I am proud when Lucy asks me the names of flowers, birds, trees. Oftentimes I don't know, I'll say let's check with Joey, he knows his evergreens or she'll say, "We can ask Nana, Nana knows trees." Both girls love to dig and plant. To examine roly-poly bugs and visit with ladybugs. Today Polly had a terrible run-in with a red ant hill. By the time I got to her in a matter of moments, they were already crawling all over her and had stung her behind her neck, on her back and arms. She stopped crying as soon as I picked her up though, and as soon as we got her dress off she was pointing out more ants and blowing them kisses with her big wide "Muh!" She doesn't hold it against them. Nature is chaotic and wild, can be unpredictable. Maybe she gets that.
We've been waiting for the poppies with relish. I got worried when I noticed a month or so ago that there seemed to be less of their big furry leaves in the patch near the rock wall, that there were far fewer of their fuzzy little heads peeking up than in years past. It's been dry of course (drought, drought, drought...) so I carefully weeded around them and even gave them a sprinkling of gray water once. And here they are! Yesterday there were two, today there were five. It's gonna be quite a week!
waiting for rain.
We went to a little Earth Day celebration at the library. Met a pygmy owl named Dusty who was rescued and rehabilitated by Sierra Wildlife Rescue but still cannot fly. Lucy got a little bee and a butterfly painted on her hands. Then we came back to our backyard to put in time with the real thing. Hear the quails call greetings to their clans and see the doves flutter at dusk. The bees swarming the plum trees and the lavender.

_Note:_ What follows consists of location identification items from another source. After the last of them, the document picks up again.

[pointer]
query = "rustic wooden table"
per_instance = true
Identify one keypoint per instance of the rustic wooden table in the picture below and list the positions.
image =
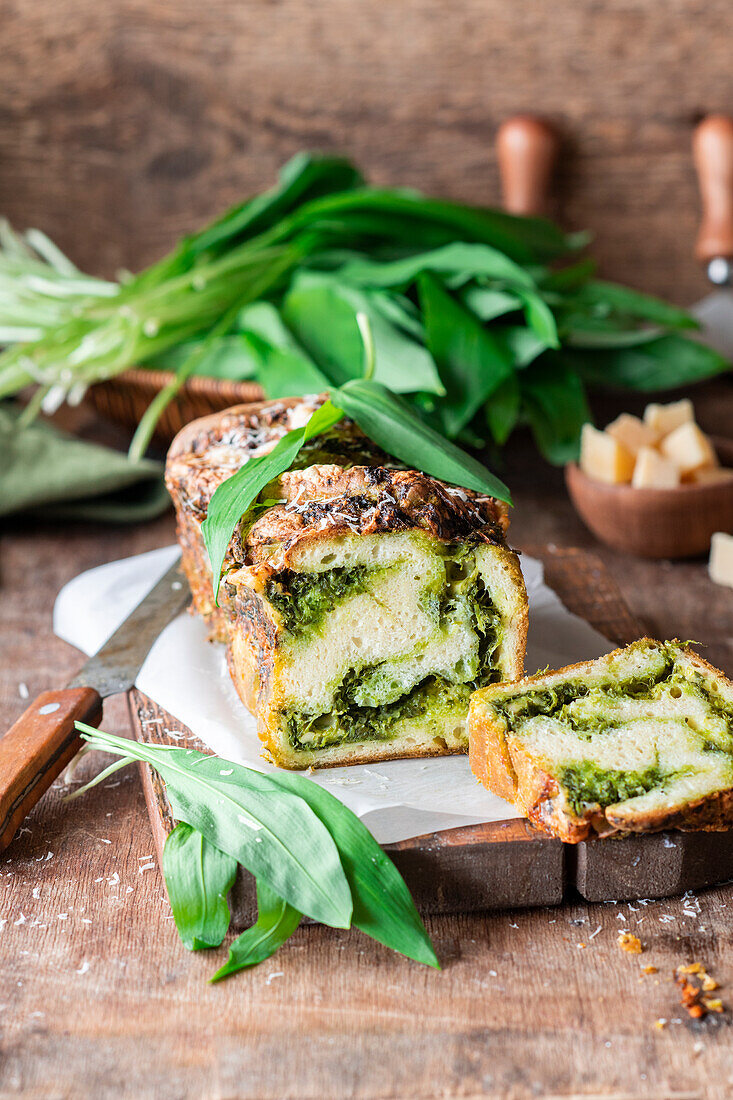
(98, 999)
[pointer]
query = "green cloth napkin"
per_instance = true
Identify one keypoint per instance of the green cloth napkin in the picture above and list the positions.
(47, 473)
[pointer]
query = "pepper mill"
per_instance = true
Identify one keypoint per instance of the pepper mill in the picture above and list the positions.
(527, 147)
(712, 150)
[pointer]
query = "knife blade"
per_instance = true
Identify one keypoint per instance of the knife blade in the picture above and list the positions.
(43, 740)
(712, 150)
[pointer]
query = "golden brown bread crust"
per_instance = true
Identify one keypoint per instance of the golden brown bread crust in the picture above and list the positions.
(505, 769)
(348, 487)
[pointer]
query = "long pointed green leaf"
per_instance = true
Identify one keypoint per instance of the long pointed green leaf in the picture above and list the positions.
(198, 878)
(232, 497)
(383, 908)
(276, 922)
(472, 363)
(321, 311)
(244, 813)
(663, 363)
(394, 427)
(554, 399)
(625, 300)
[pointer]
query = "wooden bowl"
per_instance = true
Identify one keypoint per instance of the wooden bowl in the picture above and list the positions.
(126, 397)
(655, 523)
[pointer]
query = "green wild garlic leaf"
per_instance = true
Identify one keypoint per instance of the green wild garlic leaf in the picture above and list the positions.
(276, 922)
(226, 801)
(198, 878)
(471, 361)
(232, 497)
(383, 908)
(397, 429)
(503, 408)
(321, 311)
(247, 814)
(554, 400)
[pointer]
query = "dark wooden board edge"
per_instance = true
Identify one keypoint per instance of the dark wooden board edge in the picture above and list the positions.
(503, 865)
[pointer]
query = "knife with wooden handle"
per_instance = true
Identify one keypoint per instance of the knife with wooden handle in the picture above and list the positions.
(43, 740)
(527, 149)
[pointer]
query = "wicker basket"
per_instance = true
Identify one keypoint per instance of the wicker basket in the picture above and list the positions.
(124, 398)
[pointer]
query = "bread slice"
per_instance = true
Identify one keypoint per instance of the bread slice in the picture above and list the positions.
(361, 603)
(637, 740)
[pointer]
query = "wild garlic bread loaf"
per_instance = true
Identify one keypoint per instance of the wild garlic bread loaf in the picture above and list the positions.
(361, 603)
(637, 740)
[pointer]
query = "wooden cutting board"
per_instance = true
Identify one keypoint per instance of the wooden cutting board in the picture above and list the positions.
(504, 865)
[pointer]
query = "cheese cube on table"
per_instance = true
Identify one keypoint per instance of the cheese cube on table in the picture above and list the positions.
(604, 458)
(721, 559)
(689, 449)
(654, 471)
(666, 418)
(632, 432)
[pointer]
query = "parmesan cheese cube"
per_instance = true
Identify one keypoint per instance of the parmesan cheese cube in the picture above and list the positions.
(721, 559)
(654, 471)
(688, 448)
(711, 475)
(665, 418)
(632, 432)
(603, 458)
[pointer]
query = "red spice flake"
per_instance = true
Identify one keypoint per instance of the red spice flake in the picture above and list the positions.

I may not be very good at gardening or wildcrafting (yet!) but I am good at paying attention and feeling grateful.
It brings me back to the Romantics, to my old starstruck idols, Wordsworth and Coleridge, their lyrical ballads, their rhapsody in nature, the divinity they find in the earth around us. Coleridge's rhapsody to the wind blowing over an Eolian harp, dreaming of the way the wind touches all of nature and finds a common song.
"O the one life within us and abroad.
Which meets all motion and becomes its soul,
A light in sound, a sound-like power in light,
Rhythm in all thought, and joyance everywhere --
Methinks it would have been impossible
Not to love all things in a world so filled"
Comments
Towards the end of winter I felt so disappointed with myself for not getting out of doors more often-- I really should make more of an effort even when it's cold, but ever since spring has arrived, I feel so happy to be outside basking in the buds and green and warmth.
I've been collecting field guides when I find them at used book stores or while thrifting, but now I am going to start looking for some Romantic anthologies because nothing sounds dreamier than a big old book of poetry to be devoured with a picinic.